The combination of the dynamic search engine capabilities provided by the framework and the static visualisation of the LDA model using LDAVis, gives the security expert a great deal of in-depth knowledge to navigate through the documents easily and efficiently to find the necessary information.

4 Conclusion

The LDA-Web modelling tool technique provides a way to detect changes in the cybersecurity threat landscape, not least by it detecting anomalies in the flow of information. It facilitates the categorisation and summarisation of large unstructured cybersecurity text data. The tool is based on a text mining approach which models complex inter-relationships between words, documents, and abstract topics. The tool aims at providing security experts with full accessibility and functionality and helping them in their investigations.

LDA-Web facilitates the categorisation and summarisation of large unstructured cybersecurity text data. The tool is based on a text mining approach which models complex inter-relationships between words, documents, and abstract topics. The tool aims at providing security experts with full accessibility and functionality and helping them in their investigations.

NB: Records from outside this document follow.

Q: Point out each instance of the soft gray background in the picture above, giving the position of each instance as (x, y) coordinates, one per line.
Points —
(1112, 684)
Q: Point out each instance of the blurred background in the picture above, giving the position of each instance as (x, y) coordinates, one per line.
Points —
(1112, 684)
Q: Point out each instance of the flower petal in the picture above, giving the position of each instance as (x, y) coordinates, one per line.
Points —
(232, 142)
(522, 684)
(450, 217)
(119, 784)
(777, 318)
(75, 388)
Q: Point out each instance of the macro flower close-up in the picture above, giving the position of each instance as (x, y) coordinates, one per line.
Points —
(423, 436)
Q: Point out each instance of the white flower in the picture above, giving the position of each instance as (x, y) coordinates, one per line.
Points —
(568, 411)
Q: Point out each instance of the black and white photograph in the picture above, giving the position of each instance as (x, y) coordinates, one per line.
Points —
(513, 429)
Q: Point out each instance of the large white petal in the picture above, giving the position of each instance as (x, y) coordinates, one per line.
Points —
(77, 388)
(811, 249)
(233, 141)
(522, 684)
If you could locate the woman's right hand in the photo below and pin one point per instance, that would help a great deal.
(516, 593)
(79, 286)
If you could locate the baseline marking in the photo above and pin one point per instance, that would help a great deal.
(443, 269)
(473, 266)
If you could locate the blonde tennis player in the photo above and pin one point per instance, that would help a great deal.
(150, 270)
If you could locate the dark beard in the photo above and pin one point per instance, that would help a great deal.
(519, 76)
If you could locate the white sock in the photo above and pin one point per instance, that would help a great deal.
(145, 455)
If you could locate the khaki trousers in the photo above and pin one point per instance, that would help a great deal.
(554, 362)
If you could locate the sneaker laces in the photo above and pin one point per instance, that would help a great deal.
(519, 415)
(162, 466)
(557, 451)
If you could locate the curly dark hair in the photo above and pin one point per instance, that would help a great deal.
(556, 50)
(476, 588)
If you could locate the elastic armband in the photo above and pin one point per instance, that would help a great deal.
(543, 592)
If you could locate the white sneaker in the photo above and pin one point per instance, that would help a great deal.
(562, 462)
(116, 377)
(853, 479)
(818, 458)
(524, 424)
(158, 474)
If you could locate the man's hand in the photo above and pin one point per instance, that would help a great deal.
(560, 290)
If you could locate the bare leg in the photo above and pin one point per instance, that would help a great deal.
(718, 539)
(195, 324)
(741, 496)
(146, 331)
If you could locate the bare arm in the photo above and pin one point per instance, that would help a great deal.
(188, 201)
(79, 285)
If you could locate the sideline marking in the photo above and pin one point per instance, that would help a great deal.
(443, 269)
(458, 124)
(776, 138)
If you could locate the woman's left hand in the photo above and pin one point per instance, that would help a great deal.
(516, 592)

Topic modelling using Latent Dirichlet Allocation (LDA) is used to model the documents within a large cyber-security related database of unstructured text documents obtained from a wide range of resources. The generated model is presented through our web-based interface and search engine which facilitate easy navigation through the topics and their constituent words. The search engine have the ability to find documents based on keywords, or similarity to an uploaded document. The results are ranked according to their similarity to the queried topic(s).

A third party tool, LDAVis, is also incorporated to provide in-depth understanding of the inner structure of the LDA model. The tool provides easy and user-friendly navigation functinalities to show the words within a topic and the relationship between topics and words. This is a very helpful tool for the security expert to be able to evaluate the quality of the built model and to fine tune their search queries passed to the search engine.

The future work will focus on evaluating the framework by cyber security experts and the feedback will be analysed using the A/B testing methodology. We are also working on collecting more cyber-security related data in order to make our model and search engine more accurate.

We see this as an excellent tool for the analysis of vast corpuses of documents in order to identify interesting and relevant data in a way hitherto difficult to do based on normal searching methods. As such we aim to apply this technique to different datasets in order to identify interesting phenomena which we can then work with subject specific experts in order to identify the significance of the data observed.